Why are you changing the GatherScatterOpCost in this patch?

david-arm marked an inline comment as done.Jul 22 2021, 5:09 AM
david-arm added inline comments.
llvm/lib/Target/AArch64/AArch64TargetTransformInfo.cpp
1548

I'm not actually changing it - I just wanted to avoid duplicating the max vscale code for the ordered reduction case so I moved the logic into a common function getMaxNumElements.

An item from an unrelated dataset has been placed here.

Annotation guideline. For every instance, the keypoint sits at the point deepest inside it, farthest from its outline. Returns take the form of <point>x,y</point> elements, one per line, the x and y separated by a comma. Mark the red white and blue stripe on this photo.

This is all related to calculating the scalarisation cost.

sdesmalen added inline comments.Jul 22 2021, 5:47 AM
llvm/lib/Target/AArch64/AArch64TargetTransformInfo.h
140

nit: VF.getFixedValue()

david-arm updated this revision to Diff 360800.Jul 22 2021, 7:04 AM
  • Addressed review comments
david-arm marked 25 inline comments as done.Jul 22 2021, 7:06 AM
sdesmalen accepted this revision.Jul 23 2021, 12:57 AM

Thanks for all the changes @david-arm, the patch looks good to me!

This revision is now accepted and ready to land.Jul 23 2021, 12:57 AM
RKSimon accepted this revision.Jul 23 2021, 5:42 AM

LGTM - cheers

This revision was landed with ongoing or failed builds.Jul 26 2021, 2:26 AM
This revision was automatically updated to reflect the committed changes.
RKSimon added inline comments.Jul 26 2021, 7:42 AM
llvm/include/llvm/CodeGen/BasicTTIImpl.h
2091

@david-arm I think this needs to be thisT()->getArithmeticInstrCost to use the correct TTI implementation?